Integrating with Slurm

Overview

Integration with HPC workload managers like Slurm can be achieved through a scheduler prolog/epilog configuration. Each HPC job will be represented in DPS as a resource group. The prolog handles creation of the resource group with the corresponding DPS policies such as power level and WPPS. The epilogue handles the deletion of the resource group and restoring any default policies. If DPS detects insufficient power to start the job at the requested settings it may make adjustments or return a failure.

Example Slurm Integration

You can use the PrologSlurmctld and EpilogSlurmctld parameters in the slurm.conf file.

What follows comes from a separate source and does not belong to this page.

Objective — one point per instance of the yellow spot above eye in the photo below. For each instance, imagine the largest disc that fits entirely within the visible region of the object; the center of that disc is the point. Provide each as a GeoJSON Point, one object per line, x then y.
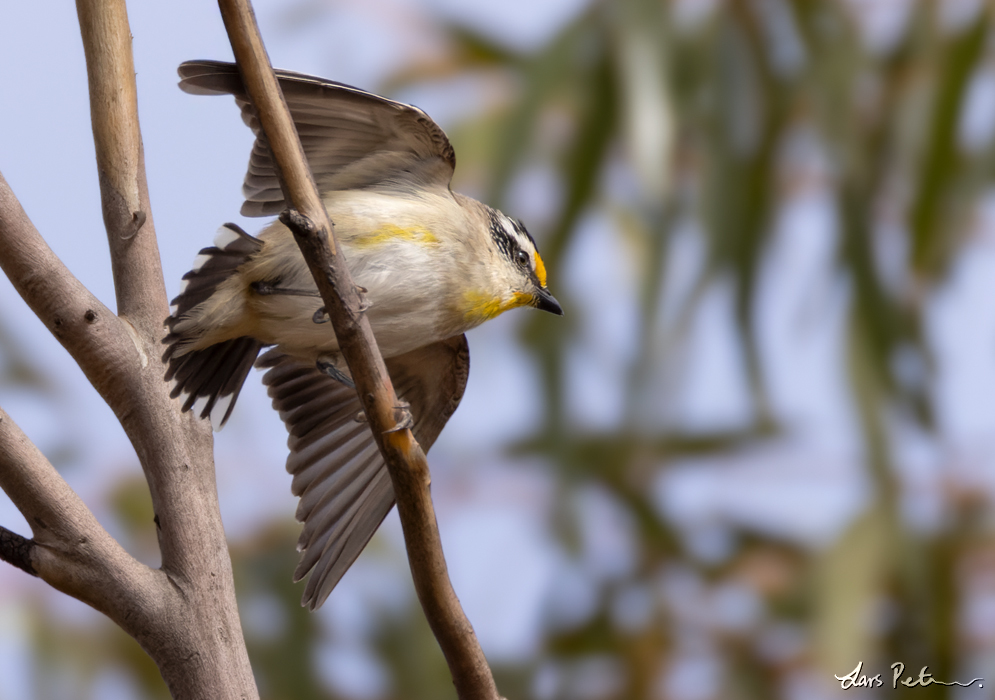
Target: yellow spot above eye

With this configuration a job will be re-queued if the DPS prolog fails (returns a non-zero exit code). While there can be various reasons for this failure, in general DPS was unable to configure a corresponding resource group with the requested power settings and the job should not run.

#slurm.conf
PrologSlurmctld=/usr/share/dps/prolog.sh
EpilogSlurmctld=/usr/share/dps/epilog.sh

Example Prolog script

#!/bin/bash
# Create DPS resource group for power management
JOB_NAME=${SLURM_JOB_NAME}
JOB_ID=${SLURM_JOB_ID}
NODES=${SLURM_JOB_NODELIST}

# Create resource group
dpsctl resource-group create \
  --resource-group "${JOB_NAME}" \
  --external-id ${JOB_ID} \
  --policy "Node-High"

# Add allocated nodes
dpsctl resource-group add \
  --resource-group "${JOB_NAME}" \
  --entities "${NODES}"

# Activate power policies
dpsctl resource-group activate \
  --resource-group "${JOB_NAME}"

Example Epilog Script

#!/bin/bash
# SLURM Epilog - Clean up resource group

JOB_NAME=${SLURM_JOB_NAME}

# Delete resource group (automatically deactivates)
dpsctl resource-group delete \
  --resource-group "${JOB_NAME}"

Troubleshooting

See the Slurm documentation for information on Prolog and Epilog.

The DPS prolog/epilog scripts log to STDOUT by default.

Ensure that dpsctl has been properly configured for authentication and authorization.